Cabeza baja. Mentón anclado al pecho. Carcasa vacía donde resuena una canción solitaria. Mascando versos silenciosos, oscuros y amargos como hojas de tabaco. De vez en cuando escupe alguno, rojo sangre, en callejón apartado.

Caminando. Por bosque infinito, mar de calma chicha. Vasto desierto de arena sin dunas, de edificios grises. Gabardina hueca, piernas cansadas. Sin mapa ni rumbo. En espiral infinita que, hipnótica, gira y gira.

Hambriento, sediento. Sin llevarse a la boca más que alarde gastronómico de nueva cocina, escaso bocado que no alimenta ni estómago ni espíritu. Alma de Tántalo, corazón perdido.

Detenerse, abrir la mochila y desplegar el mapa. Brújula y sextante. Verse perdido y lejos del oasis.

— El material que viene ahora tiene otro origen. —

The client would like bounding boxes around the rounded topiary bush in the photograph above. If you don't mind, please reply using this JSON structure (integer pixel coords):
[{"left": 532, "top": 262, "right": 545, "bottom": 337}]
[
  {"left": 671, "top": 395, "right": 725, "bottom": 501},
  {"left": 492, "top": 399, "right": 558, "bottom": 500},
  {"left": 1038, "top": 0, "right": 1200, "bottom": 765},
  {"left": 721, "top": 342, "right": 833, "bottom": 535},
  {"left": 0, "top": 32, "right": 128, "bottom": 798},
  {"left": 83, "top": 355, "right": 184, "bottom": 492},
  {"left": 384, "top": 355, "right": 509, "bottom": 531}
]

No, mejor no. Seguir  a ciegas, seguir caminando. Entre selvas, manglares del destino, que nublan el camino con lianas y barro, que distraen con extraños sonidos.

Mejor la duda. Esperanza y fe. Que el tiempo diga si hay una meta, un premio, luz al final del túnel. Mejor la duda que certeza cruel. Perdido por inercia, por miedo. Y aun así, con todo, seguir caminando.